ACS Chem Neurosci. 2019 Nov 20;10(11):4593-4611. doi: 10.1021/acschemneuro.9b00451. Epub 2019 Oct 29.
Aggregation is a pathological hallmark of proteinopathies such as Alzheimer's disease and results in the deposition of β-sheet-rich amyloidogenic protein aggregates. Such proteinopathies can be classified by the identity of one or more aggregated proteins, with recent evidence also suggesting that distinct molecular conformers (strains) of the same protein can be observed in different diseases, as well is in subtypes of the same disease. Therefore, methods for the quantification of pathological changes in protein conformation are central to understanding and treating proteinopathies. In this work, the evolution of Raman spectroscopic molecular signatures of three conformationally distinct proteins, bovine serum albumin (α-helical-rich), β2-microglobulin (β-sheet-rich), and tau (natively disordered), was assessed during aggregation into oligomers and fibrils. The morphological evolution was tracked using atomic force microscopy and corresponding conformational changes were assessed by their Raman signatures acquired in both wet and dried conditions. A deconvolution model was developed which allowed us to quantify the conformation of the nonregular protein tau, as well as for the oligomeric and fibrillar species of each of the proteins. Principle component analysis of the fingerprint region allowed further identification of the distinguishing spectral features and unsupervised distinction. While an increase in β-sheet is seen on aggregation, crucially, however, each protein also retains a significant proportion of its native monomeric structure after aggregation. Thus, spectral analysis of each aggregated species, oligomeric, as well as fibrillar, for each protein resulted in a unique and quantitative "conformational fingerprint". This approach allowed us to provide the first differential detection of both oligomers and fibrils of the three different amyloidogenic proteins, including tau, whose aggregates have never before been interrogated using spontaneous Raman spectroscopy. Quantitative "conformational fingerprinting" by Raman spectroscopy thus demonstrates its huge potential and utility in understanding proteinopathic disease mechanisms and for providing strain-specific early diagnostic markers and targets for disease-modifying therapies.

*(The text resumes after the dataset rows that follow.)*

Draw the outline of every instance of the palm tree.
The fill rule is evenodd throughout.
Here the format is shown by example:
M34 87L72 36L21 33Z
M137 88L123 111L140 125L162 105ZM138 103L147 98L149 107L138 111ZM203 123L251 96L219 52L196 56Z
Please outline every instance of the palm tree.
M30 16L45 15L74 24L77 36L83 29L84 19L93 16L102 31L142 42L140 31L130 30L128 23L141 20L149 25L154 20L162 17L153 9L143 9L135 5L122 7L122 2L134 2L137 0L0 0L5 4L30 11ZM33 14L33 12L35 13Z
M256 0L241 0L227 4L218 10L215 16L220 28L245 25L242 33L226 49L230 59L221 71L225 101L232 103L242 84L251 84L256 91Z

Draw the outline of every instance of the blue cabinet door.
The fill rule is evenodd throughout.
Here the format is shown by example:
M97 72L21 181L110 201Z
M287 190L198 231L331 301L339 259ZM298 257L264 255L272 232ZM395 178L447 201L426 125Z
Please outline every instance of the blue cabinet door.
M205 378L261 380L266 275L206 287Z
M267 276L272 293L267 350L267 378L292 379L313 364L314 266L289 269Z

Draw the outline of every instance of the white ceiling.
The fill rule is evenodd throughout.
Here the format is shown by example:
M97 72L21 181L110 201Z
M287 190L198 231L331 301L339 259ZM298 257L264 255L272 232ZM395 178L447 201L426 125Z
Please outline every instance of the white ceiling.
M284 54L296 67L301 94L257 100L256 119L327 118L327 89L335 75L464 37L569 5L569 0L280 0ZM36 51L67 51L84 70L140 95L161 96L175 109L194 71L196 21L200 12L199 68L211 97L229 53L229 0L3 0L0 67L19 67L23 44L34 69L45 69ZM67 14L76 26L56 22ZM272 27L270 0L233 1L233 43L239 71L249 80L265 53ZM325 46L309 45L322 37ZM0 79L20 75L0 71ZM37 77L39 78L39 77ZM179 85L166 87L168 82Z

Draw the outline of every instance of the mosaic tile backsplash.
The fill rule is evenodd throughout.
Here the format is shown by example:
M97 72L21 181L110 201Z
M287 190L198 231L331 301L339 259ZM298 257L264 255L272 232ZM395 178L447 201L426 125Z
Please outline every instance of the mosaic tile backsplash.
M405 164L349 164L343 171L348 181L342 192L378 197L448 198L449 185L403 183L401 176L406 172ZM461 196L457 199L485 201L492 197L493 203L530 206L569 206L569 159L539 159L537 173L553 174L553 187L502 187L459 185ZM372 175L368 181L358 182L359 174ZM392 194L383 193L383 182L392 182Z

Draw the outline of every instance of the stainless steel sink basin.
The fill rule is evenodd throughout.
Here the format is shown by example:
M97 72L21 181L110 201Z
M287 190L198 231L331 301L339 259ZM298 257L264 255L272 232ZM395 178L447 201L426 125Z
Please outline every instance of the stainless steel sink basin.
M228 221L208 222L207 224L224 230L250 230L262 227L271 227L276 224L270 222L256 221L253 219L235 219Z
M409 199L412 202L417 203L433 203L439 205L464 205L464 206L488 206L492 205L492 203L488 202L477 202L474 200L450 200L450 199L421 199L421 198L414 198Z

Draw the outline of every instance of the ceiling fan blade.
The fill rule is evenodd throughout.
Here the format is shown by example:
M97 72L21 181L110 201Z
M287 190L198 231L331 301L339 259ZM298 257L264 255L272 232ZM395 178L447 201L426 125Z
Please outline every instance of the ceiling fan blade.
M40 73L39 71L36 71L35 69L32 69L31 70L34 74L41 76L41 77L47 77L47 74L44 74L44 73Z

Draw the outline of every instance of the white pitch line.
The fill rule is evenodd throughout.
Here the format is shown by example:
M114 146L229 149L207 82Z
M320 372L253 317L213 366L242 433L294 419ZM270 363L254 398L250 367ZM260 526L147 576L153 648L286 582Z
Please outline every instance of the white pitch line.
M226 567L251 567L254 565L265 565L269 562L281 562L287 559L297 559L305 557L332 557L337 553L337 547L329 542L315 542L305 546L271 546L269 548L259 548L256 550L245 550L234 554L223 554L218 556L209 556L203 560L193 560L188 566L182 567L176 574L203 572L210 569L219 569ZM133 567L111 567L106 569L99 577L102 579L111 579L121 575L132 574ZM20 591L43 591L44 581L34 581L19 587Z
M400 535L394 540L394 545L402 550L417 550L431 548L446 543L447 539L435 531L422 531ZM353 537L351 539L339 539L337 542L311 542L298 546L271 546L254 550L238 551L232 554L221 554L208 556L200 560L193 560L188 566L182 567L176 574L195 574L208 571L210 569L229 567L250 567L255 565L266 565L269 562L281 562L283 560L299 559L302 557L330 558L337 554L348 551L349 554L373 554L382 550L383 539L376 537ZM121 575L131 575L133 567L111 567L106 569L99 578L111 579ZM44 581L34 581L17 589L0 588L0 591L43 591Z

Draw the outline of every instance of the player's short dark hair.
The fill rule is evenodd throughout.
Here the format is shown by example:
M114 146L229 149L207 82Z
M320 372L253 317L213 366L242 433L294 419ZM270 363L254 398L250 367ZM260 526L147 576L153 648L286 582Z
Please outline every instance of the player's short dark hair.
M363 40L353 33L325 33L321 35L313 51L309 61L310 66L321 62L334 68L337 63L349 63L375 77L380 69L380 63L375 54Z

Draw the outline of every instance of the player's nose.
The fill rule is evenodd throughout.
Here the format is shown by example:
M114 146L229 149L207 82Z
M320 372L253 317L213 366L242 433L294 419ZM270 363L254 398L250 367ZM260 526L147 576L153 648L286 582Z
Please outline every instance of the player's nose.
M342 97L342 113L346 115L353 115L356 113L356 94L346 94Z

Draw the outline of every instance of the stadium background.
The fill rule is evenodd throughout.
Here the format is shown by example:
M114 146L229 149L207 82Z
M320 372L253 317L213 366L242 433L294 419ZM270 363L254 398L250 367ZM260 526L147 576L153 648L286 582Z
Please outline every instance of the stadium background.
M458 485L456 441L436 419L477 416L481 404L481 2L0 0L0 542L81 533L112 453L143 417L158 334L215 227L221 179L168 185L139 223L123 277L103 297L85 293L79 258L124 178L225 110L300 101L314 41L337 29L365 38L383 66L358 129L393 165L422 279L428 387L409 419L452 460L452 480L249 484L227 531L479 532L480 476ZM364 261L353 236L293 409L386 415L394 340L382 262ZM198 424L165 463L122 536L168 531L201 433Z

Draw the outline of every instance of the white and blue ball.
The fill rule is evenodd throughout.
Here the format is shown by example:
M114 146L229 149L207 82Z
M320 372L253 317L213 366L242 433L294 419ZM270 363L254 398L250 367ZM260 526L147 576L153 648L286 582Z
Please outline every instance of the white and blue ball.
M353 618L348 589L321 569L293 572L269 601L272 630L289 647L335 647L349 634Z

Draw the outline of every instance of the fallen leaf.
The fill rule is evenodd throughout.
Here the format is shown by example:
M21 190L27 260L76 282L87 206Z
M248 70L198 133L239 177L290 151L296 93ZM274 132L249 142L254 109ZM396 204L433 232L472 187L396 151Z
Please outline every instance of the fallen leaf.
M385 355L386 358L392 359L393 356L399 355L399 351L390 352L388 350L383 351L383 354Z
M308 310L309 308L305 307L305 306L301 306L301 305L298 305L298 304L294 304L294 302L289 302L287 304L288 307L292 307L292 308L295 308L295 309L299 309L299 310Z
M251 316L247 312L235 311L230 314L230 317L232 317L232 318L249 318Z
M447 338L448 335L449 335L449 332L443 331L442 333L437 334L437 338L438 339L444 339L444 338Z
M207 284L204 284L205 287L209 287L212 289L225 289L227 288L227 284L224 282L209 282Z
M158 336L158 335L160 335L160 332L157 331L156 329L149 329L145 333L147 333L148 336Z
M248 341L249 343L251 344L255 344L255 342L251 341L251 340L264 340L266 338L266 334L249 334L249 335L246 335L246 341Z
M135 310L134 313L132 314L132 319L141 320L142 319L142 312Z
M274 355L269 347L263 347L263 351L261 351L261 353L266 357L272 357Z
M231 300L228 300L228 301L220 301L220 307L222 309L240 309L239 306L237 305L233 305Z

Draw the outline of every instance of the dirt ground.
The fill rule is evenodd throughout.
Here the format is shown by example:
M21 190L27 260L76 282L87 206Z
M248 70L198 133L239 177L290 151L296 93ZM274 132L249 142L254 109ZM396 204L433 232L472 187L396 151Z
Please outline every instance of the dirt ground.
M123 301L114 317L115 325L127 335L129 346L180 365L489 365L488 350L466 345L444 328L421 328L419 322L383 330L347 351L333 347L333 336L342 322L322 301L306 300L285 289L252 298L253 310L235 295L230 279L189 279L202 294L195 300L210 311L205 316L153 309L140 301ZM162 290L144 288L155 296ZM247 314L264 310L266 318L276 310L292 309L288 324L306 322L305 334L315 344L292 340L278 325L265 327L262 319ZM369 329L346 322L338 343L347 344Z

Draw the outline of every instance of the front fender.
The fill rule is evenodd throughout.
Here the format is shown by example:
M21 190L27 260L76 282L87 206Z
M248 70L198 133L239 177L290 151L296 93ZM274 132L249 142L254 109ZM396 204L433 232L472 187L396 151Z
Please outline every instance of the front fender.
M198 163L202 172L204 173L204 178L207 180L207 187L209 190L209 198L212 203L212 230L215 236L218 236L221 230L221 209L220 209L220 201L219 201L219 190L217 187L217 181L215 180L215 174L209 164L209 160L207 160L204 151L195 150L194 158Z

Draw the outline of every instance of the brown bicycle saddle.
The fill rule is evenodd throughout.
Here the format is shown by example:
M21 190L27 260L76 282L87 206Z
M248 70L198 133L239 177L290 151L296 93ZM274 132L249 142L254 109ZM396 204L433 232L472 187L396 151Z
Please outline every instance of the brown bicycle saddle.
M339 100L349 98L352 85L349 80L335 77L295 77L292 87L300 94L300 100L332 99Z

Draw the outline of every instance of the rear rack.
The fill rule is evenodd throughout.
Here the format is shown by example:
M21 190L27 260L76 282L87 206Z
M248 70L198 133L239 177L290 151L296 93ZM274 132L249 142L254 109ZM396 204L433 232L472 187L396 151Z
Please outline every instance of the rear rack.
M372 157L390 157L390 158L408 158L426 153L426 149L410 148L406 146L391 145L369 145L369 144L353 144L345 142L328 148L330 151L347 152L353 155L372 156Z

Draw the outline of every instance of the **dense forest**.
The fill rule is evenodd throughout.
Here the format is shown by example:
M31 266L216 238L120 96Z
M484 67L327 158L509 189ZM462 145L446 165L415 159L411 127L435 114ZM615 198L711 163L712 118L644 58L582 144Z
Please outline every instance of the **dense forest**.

聚集是蛋白质病变如阿尔茨海默病的病理学标志,导致富含β-折叠的淀粉样蛋白聚集物的沉积。这些蛋白质病变可以根据一种或多种聚集蛋白的身份进行分类,最近的证据还表明,同一种蛋白质的不同分子构象(株)可以在不同的疾病中观察到,也可以在同一种疾病的亚型中观察到。因此,定量研究蛋白质构象变化的方法对于理解和治疗蛋白质病变至关重要。在这项工作中,评估了三种构象不同的蛋白质(富含α-螺旋的牛血清白蛋白、富含β-折叠的β2-微球蛋白和天然无规的 tau)在聚集成低聚物和纤维时的拉曼光谱分子特征的演变。使用原子力显微镜跟踪形态演变,并用干湿条件下获得的拉曼特征评估相应的构象变化。开发了一种解卷积模型,该模型允许我们定量评估非规整蛋白 tau 的构象,以及每种蛋白质的低聚物和纤维形式。指纹区的主成分分析进一步确定了区分光谱特征和无监督区分的特征。虽然在聚集时观察到β-折叠的增加,但至关重要的是,每种蛋白质在聚集后仍保留其天然单体结构的很大比例。因此,对每种聚集物种(低聚物和纤维)的光谱分析,对于每种蛋白质,都产生了独特且定量的“构象指纹”。这种方法使我们能够首次对三种不同淀粉样蛋白原纤维,包括 tau 的低聚物和纤维进行差异检测,tau 的聚集物以前从未使用自发拉曼光谱进行过检测。拉曼光谱的定量“构象指纹分析”因此证明了其在理解蛋白质病变机制以及提供针对特定株的早期诊断标志物和疾病修饰治疗靶点方面的巨大潜力和实用性。